The enhanced BCI produced three major functional gains. First, it enabled Burkhart to detect objects by touch alone with reliable accuracy—an important step toward autonomous object retrieval without constant visual monitoring. Second, it is the first BCI demonstrated to restore both touch and movement simultaneously; experiencing touch while moving provided Burkhart with a stronger sense of agency, faster performance, and easier coordination. Third, the system decodes pressure-related signals so he can modulate grip force—using a light touch for fragile items like a Styrofoam cup and firmer force for heavier objects—reducing drops and breakage.
Longer-term, the team aims to translate the laboratory system into a practical, user-friendly device for daily life. They are developing a next-generation sleeve with embedded electrodes and sensors that could be put on and removed easily, and they plan to replace bulky computer control with tablet-based interfaces to make the system smaller and more portable.
“It has been amazing to see sensory information emerge from a device that was originally designed only to let me control my hand in one direction,” Burkhart says. The combined sensory and motor restoration has made his interactions feel more natural and useful.
Funding: This study was supported by Battelle Memorial Institute and The Ohio State University Center for Neuromodulation.
About this neuroscience research article
Source:
Cell Press
Media Contacts:
Carly Britton – Cell Press
Image Source:
The image used in this article is in the public domain.
Original Research: Closed access
“Restoring the Sense of Touch Using a Sensorimotor Demultiplexing Neural Interface” by Patrick Ganzer et al., published in Cell. DOI: 10.1016/j.cell.2020.03.054
Abstract
Restoring the Sense of Touch Using a Sensorimotor Demultiplexing Neural Interface
Highlights
• After spinal cord injury, subperceptual touch signals still reach the human motor cortex.
• A brain-computer interface can leverage those signals to restore the sense of touch.
• Demultiplexing sensorimotor signals further enhances functional recovery.
• Touch-regulated grip force enables automated movement sequences and grip reanimation.
Summary
Paralyzed muscles can be reanimated after spinal cord injury using a BCI that enhances motor output.

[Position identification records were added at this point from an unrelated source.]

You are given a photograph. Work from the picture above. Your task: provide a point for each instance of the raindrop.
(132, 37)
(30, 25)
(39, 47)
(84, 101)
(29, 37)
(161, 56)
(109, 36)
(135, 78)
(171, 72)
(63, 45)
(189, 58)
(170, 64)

However, the sense of touch is a critical component of effective motor control. This study shows that a person with a clinically complete spinal cord injury can use a BCI to reanimate both movement and conscious touch by harnessing residual sensory signals from the hand. In the primary motor cortex (M1), subperceptual touch signals are demultiplexed from motor intention, enabling intracortically controlled, closed-loop sensory feedback. The closed-loop demultiplexing BCI substantially restored object touch detection and improved multiple sensorimotor functions. The system also decodes afferent grip intensity from M1 to regulate grip force, demonstrating that subperceptual neural activity can be decoded and transformed into conscious perception to meaningfully augment function.